Class action and data protection risk after Lloyd v Google: What next? | BCS Law specialist group
In November 2021, the UK Supreme Court handed down its decision in Lloyd v Google. This long-awaited judgment has created a stir in the legal community and mainstream press alike. The Court’s judgment put an end to campaigner Richard Lloyd’s case against Google.
Lloyd used one of the UK’s class action mechanisms, known as the “representative action”, to sue on behalf of over 4 million Apple iPhone users who resided in England and Wales for several months during which Google used a browser cookie known as the “Safari workaround” to collect information about users’ internet activity without their consent. Lloyd sought damages for “loss of control” of data said to have resulted from Google’s conduct, which was arguably in breach of data protection law.
The damages were allegedly in the region of £3 billion across the class of claimants.
In this session, the speakers will explain what the Supreme Court decided in Lloyd v Google and why.
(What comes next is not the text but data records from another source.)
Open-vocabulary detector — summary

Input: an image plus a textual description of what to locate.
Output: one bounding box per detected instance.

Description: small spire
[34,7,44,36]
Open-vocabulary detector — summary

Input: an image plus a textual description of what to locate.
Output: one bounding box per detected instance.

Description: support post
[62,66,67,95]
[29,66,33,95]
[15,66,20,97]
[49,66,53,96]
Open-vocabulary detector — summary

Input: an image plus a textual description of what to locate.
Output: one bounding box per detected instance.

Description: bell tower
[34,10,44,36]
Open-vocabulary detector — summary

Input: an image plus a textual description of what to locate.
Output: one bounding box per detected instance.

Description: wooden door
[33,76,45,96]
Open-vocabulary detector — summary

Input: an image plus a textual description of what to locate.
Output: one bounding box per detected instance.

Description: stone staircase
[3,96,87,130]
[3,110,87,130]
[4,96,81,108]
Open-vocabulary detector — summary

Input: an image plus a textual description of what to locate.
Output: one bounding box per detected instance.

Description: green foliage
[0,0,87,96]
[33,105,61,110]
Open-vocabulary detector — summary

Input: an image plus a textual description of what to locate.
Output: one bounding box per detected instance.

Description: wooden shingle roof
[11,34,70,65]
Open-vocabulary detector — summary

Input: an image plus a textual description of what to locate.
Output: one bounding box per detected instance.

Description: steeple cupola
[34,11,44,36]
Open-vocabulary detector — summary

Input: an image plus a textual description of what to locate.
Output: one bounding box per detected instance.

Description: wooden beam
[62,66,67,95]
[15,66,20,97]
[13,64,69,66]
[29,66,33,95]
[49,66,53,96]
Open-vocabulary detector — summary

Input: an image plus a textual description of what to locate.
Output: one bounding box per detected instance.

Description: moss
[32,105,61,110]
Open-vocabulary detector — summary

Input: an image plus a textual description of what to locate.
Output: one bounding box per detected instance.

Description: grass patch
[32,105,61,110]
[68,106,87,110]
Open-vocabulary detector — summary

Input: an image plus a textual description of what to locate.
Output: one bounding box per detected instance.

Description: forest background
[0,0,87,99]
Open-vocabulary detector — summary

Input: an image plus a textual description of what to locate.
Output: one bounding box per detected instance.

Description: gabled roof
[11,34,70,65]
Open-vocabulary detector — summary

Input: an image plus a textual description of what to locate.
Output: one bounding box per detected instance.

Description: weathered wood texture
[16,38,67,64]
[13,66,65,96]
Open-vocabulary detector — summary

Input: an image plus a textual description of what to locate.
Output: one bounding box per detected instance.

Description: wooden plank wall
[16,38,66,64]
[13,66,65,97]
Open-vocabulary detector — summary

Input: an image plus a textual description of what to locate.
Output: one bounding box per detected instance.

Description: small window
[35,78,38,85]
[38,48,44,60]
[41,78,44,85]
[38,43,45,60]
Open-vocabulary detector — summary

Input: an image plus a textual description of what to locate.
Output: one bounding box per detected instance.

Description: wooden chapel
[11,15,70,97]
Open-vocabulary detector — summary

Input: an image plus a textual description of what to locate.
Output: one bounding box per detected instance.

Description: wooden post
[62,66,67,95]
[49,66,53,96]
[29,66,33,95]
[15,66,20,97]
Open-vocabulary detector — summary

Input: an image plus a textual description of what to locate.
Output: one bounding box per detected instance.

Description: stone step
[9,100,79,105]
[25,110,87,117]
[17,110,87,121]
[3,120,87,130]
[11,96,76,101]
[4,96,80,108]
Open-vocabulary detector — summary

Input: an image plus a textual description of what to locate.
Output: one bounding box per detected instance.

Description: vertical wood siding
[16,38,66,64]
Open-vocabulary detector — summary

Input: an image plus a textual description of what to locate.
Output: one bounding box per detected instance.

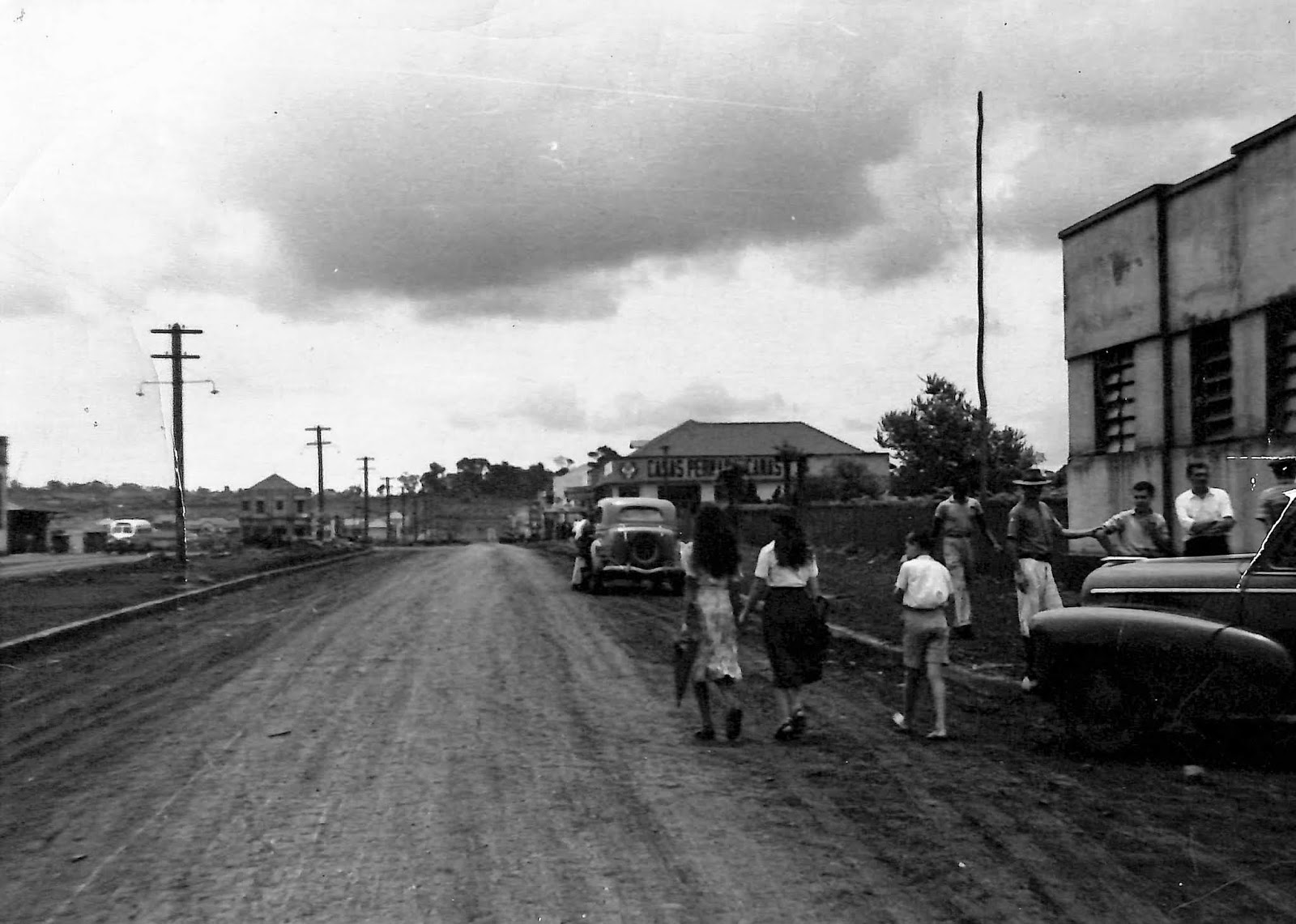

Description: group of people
[586,456,1296,741]
[680,505,828,741]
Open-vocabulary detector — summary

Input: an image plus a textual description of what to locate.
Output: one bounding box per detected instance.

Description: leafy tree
[419,462,446,494]
[877,374,1042,495]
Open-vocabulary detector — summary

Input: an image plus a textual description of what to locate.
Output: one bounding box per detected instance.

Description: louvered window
[1094,345,1134,452]
[1266,303,1296,438]
[1188,321,1233,443]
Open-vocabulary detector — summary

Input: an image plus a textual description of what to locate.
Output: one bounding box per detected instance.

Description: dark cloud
[592,381,789,428]
[212,6,909,316]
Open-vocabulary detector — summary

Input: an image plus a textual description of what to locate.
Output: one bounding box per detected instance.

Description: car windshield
[617,507,666,524]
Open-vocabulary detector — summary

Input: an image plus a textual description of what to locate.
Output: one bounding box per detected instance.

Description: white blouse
[754,542,819,587]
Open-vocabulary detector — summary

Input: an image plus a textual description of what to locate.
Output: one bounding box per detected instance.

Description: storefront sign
[644,456,782,481]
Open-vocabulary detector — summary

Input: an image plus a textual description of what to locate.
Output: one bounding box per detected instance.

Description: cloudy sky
[0,0,1296,488]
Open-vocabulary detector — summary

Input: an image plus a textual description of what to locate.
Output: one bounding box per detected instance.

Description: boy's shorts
[901,607,950,670]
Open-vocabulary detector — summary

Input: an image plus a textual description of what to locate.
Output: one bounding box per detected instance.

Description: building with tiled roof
[238,475,315,543]
[594,419,890,505]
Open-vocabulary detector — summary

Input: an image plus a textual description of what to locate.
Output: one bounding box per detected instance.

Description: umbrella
[676,637,697,706]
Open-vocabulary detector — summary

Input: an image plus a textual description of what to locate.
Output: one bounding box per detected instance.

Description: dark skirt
[761,587,825,689]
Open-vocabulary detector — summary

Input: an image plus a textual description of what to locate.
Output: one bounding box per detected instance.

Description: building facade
[238,475,315,543]
[591,419,890,507]
[1059,117,1296,551]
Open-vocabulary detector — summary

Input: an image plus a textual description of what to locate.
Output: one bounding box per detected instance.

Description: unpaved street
[0,544,1296,924]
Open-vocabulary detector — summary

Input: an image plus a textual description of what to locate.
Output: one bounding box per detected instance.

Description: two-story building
[238,475,313,543]
[1059,117,1296,551]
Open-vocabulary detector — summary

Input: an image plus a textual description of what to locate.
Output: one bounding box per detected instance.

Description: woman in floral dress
[680,505,743,741]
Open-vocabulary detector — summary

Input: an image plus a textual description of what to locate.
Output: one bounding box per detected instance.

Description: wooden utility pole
[358,456,373,542]
[306,424,333,540]
[149,324,202,569]
[382,475,391,543]
[976,89,990,496]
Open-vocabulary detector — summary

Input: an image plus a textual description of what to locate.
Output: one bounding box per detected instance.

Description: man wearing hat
[1256,456,1296,531]
[1004,468,1093,692]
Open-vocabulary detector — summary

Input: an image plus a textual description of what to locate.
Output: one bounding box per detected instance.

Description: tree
[877,374,1042,495]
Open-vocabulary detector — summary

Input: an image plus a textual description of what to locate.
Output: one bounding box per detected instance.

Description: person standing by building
[1006,468,1094,692]
[679,505,743,741]
[572,511,594,589]
[739,513,825,741]
[892,533,954,741]
[1174,462,1234,556]
[932,479,1002,639]
[1090,481,1174,559]
[1256,456,1296,533]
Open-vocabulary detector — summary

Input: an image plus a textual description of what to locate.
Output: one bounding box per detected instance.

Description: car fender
[1030,607,1294,712]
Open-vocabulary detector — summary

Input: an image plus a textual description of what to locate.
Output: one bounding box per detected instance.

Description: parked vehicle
[105,520,153,553]
[590,498,684,595]
[1030,492,1296,751]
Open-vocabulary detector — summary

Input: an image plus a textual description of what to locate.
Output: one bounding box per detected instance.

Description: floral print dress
[680,543,743,683]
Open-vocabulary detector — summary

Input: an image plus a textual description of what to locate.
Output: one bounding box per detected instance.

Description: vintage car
[1030,492,1296,751]
[588,498,684,595]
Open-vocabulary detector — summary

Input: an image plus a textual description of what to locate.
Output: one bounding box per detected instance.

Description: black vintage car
[590,498,684,595]
[1030,492,1296,749]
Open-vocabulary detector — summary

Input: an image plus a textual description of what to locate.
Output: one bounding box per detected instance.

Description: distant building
[592,419,890,508]
[1059,117,1296,551]
[238,475,313,543]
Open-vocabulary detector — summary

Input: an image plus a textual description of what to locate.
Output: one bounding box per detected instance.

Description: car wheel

They will then consider its ramifications for organisations both in terms of data protection risk and class action exposure.
In doing so, the speakers will give an overview of the development of class action mechanisms in the UK and share their views on why US and Australian-style class actions are set to become part of the UK’s legal landscape.
In Lloyd v Google, CMS acted for two of the Interveners in the Supreme Court appeal.